Inoltre, il costo di tale dilazione temporale è stato quantificato in circa un miliardo di euro di mancate entrate per lo Stato. E lo Stato, in ossequio all’assurdità del pareggio di bilancio, ha già pianificato di coprire questo mancato introito con altre tasse (accise su sigarette elettroniche, anticipi Irpef, ecc.). Come giustamente qualcuno ha commentato, sembra il gioco delle tre carte, cioè di truffatori di basso livello, truffatori da mercatino delle pulci. Una truffa che palesa tutta la sua inutilità nel fatto che comunque non serve a nulla sulla questione del debito: il debito continua a crescere, inesorabilmente, imperterrito, poiché è impossibile da pagare. Al di là dei giudizi economici, c’è l’inesorabilità dei numeri: siamo a 2041 miliardi di euro, e la crescita del debito continua inarrestabile, pareggio di bilancio o no.

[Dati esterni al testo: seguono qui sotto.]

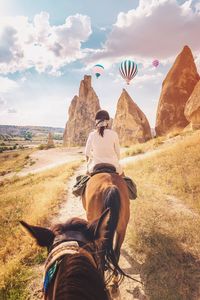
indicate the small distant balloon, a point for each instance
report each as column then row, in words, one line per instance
column 155, row 63
column 98, row 70
column 128, row 70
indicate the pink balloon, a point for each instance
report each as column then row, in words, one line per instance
column 155, row 63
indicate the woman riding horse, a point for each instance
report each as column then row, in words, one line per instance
column 106, row 189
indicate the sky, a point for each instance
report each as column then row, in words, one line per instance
column 46, row 48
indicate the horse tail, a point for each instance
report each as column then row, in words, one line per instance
column 112, row 201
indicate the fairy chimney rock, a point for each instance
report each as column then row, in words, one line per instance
column 192, row 108
column 50, row 142
column 81, row 115
column 130, row 122
column 176, row 90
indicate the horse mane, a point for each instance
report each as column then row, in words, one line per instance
column 79, row 279
column 79, row 224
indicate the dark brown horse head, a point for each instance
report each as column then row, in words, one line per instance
column 81, row 265
column 75, row 229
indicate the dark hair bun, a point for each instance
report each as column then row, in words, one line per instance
column 102, row 115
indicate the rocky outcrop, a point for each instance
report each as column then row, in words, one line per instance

La situazione è insostenibile, stiamo andando incontro al disastro (e già ci siamo con tutta evidenza, anche se il peggio deve venire) e non c’è nessuno, tra quelli al potere, che stia facendo qualcosa di utile in tal senso. Probabilmente perché non c’è nessuno che sappia cosa fare, che sappia cosa sia la moneta e che abbia idea di come affrontare la crisi, difendendo l’economia reale.

Il vangelo di domenica scorsa dice qualcosa di interessante: “Un altro disse: «Ti seguirò, Signore; prima però lascia che io mi congedi da quelli di casa mia». Ma Gesù gli rispose: «Nessuno che mette mano all’aratro e poi si volge indietro, è adatto per il regno di Dio»”. Il governo Letta, dopo tanti proclami iniziali, è tornato al solito metodo, è tornato al metodo Monti, è tornato a spremere l’economia reale per preservare l’impossibile chimera, cioè il pareggio di bilancio.

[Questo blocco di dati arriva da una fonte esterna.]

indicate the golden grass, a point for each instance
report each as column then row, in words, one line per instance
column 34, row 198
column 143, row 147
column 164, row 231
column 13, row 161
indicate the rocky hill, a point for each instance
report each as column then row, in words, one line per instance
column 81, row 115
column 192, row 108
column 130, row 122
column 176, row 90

Nello scorso articolo ho parlato del primato dell’esperienza come fattore di conoscenza. E tante altre volte ho già parlato della memoria come strumento fondamentale di comprensione di questa crisi. Questi due elementi, esperienza e memoria, sono strettamente legati, perché l’esperienza non è nient’altro che la memoria di situazioni già vissute, di dinamiche già viste. Questo governo, come altri in precedenza, è arrivato al potere con la sua bella idea per risolvere la crisi, ma si è posto di fronte al problema senza esperienza del passato e senza memoria: cioè di fatto disarmato e impotente. La classe politica italiana dimostra così ancora oggi tutta la sua inadeguatezza (prima di tutto culturale) nel momento in cui è chiamata a governare un frangente tanto complicato della vita del popolo italiano.

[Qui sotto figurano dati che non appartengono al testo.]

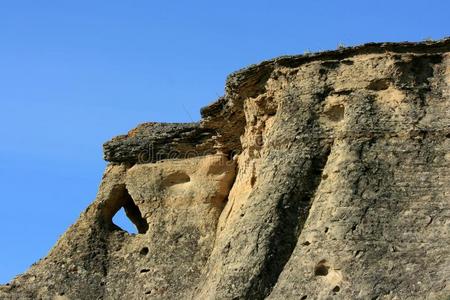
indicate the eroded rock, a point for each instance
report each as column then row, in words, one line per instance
column 319, row 176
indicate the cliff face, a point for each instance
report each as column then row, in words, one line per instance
column 314, row 177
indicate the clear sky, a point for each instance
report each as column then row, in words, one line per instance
column 75, row 73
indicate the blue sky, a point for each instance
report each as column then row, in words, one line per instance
column 75, row 73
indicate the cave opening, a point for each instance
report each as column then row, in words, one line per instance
column 120, row 210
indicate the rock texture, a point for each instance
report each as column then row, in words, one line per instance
column 323, row 176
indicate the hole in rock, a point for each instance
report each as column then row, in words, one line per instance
column 176, row 178
column 321, row 269
column 144, row 251
column 336, row 112
column 120, row 209
column 378, row 85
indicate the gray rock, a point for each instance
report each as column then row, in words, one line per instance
column 324, row 176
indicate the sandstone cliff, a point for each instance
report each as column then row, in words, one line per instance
column 322, row 176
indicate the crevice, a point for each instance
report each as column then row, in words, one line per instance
column 120, row 198
column 293, row 210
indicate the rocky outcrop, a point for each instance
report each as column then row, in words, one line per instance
column 315, row 177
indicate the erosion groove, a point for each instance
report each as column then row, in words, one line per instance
column 314, row 177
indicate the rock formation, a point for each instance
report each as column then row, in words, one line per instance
column 319, row 176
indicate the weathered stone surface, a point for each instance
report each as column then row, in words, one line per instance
column 150, row 142
column 331, row 180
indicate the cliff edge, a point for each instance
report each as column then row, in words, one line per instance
column 321, row 176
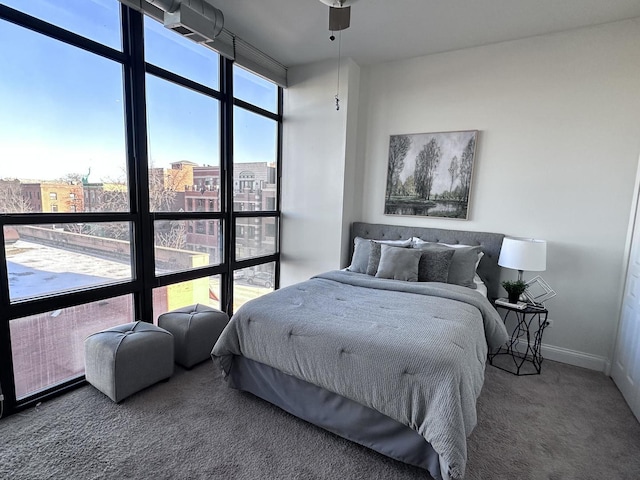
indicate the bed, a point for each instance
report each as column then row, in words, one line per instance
column 394, row 365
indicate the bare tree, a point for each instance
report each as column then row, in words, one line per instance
column 11, row 198
column 410, row 186
column 453, row 171
column 399, row 146
column 426, row 164
column 172, row 234
column 466, row 168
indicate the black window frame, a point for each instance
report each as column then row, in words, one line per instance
column 144, row 280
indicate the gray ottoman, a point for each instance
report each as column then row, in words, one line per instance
column 125, row 359
column 195, row 330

Ci vorrà un giorno in cui scenderemo tutti in piazza. Ci troveremo tutti in piazza, una riunione da dieci milioni di persone. Per dire al governo, qualunque sia, di cambiare completamente direzione. E iniziare a costruire un’Europa dei popoli, fatta dai popoli, per il bene dei popoli. E una moneta al servizio dell’economia reale. E la finanza, se serve, ai margini. Magari allora la politica tornerà a fare politica. Ma prima ci vuole il popolo.